Ripercorrere la situazione della libertà di informazione in Turchia non significa andare troppo il là nel tempo: anzi in meno di un anno questi i fatti, gravi, che testimoniano la pesante situazione:

14 dicembre 2014: “la polizia ha fatto irruzione, a Istanbul e in altre zone del Paese, in media controllati da Fetullah Gulen, filosofo islamico e a capo di una corrente della destra islamica turca contrapposta a quella guidata dal presidente della Repubblica, Recep Tayyip Erdogan. Il bilancio, fino a questo momento, è di almeno 23 giornalisti arrestati. Sulla lista ce ne sarebbero altre decine”. Così scriveva La Stampa. Nello stesso giorno veniva arrestato anche il vero bersaglio del raid, Ekrem Dumanli, il direttore del quotidiano Zaman, di propreità di Gulen, uno dei giornali più letti nel Paese.

12 gennaio 2015: il Parlamento europeo presenta una proposta di risoluzione sulla libertà di espressione in Turchia esprimendo “la propria profonda preoccupazione per gli arresti di giornalisti e operatori mediatici; ritiene che tali azioni rappresentino una regressione inaccettabile per la libertà dei media nel paese; esprime preoccupazione per l’elevato numero di giornalisti in carcere e i numerosi processi in corso contro giornalisti e attivisti dei media sociali”.

14 gennaio 2015: un altro raid, questa volta all’interno del quotidiano Cumhuriyet che aveva pubblicato una selezione delle vignette del giornale satirico francese Charlie Hebdo. La pubblicazione viene bloccata ma soprattutto, pochi giorni dopo parte un’indagine penale, avviata nei confronti del quotidiano “che avrà un effetto raggelante sul giornalismo e la libertà d’espressione”, dichiarava Amnesty International.

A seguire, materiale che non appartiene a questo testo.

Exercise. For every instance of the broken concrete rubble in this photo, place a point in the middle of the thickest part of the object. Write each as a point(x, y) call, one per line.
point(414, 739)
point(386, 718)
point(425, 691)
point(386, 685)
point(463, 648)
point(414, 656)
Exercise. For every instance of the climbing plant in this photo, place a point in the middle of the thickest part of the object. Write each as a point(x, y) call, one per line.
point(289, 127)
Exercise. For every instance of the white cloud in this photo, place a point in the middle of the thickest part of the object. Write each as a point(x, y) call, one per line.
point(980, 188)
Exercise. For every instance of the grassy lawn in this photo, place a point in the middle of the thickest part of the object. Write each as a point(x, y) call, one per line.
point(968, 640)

3 aprile 2015: il giornale turco Hürriyet Daily News denunciava che in questa data “alcuni quotidiani filogovernativi avevano attaccato Aydın Doğan, presidente onorario del Doğan Media Group, accusandolo di essere legato ai terroristi. Per anni Doğan è stato nella lista di possibili bersagli del terrorismo” (Internazionale 1097, 10 aprile 2015).

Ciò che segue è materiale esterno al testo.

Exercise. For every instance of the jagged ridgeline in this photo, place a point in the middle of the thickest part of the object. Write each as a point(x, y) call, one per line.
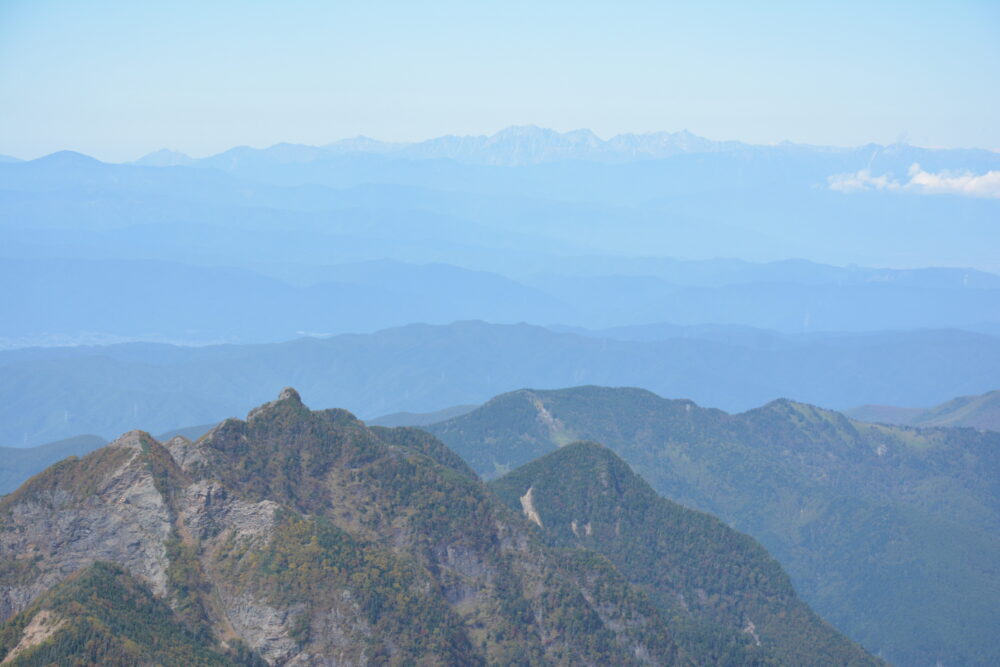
point(300, 537)
point(306, 538)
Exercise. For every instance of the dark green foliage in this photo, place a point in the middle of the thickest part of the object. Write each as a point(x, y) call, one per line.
point(710, 579)
point(19, 463)
point(872, 522)
point(423, 443)
point(106, 617)
point(312, 562)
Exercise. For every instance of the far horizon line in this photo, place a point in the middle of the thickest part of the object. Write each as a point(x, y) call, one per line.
point(400, 145)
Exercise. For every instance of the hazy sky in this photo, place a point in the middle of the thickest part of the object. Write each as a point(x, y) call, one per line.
point(119, 79)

2 giugno 2015: il Presidente della Turchia Erdogan, attraverso i suoi avvocati, chiede che il direttore del “giornale di opposizione Cumhuriyet, sia condannato all’ergastolo per spionaggio. Il quotidiano, schierato su posizioni antigovernative, aveva pubblicato un video del 19 gennaio 2014 che mostrava mezzi dei servizi segreti turchi impegnati nel trasporto di armi destinate ai jihadisti in Siria. Dündar dovrà rispondere dell’accusa di spionaggio, di crimini contro il governo e di aver diffuso informazioni pericolose per la sicurezza nazionale”. Decine di giornalisti si schierano in difesa del direttore: la prima pagina del giornale Cumhuriyet è riempita di foto di decine di personalità turche solidali e il titolo: “Io sono responsabile”.

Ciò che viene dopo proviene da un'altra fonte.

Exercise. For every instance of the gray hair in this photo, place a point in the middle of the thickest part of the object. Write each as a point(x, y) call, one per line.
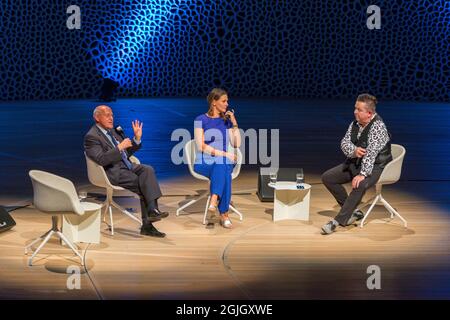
point(98, 110)
point(369, 100)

L’internazionale commentava la notizia contestualizzando l’attacco da parte di Erdogan: mancavano pochi giorni alle elezioni in Turchia (7 giugno) e i sondaggi davano il Presidente in discesa rispetto al passato, sebbene sempre in maggioranza. Infatti il Partito della giustizia e dello sviluppo guidato da Erdogan, l’Akp, perde la maggioranza in parlamento, mentre il Partito democratico del popolo (Hdp, filocurdo) riesce a superare l’antidemocratica soglia di sbarramento del 10 per cento.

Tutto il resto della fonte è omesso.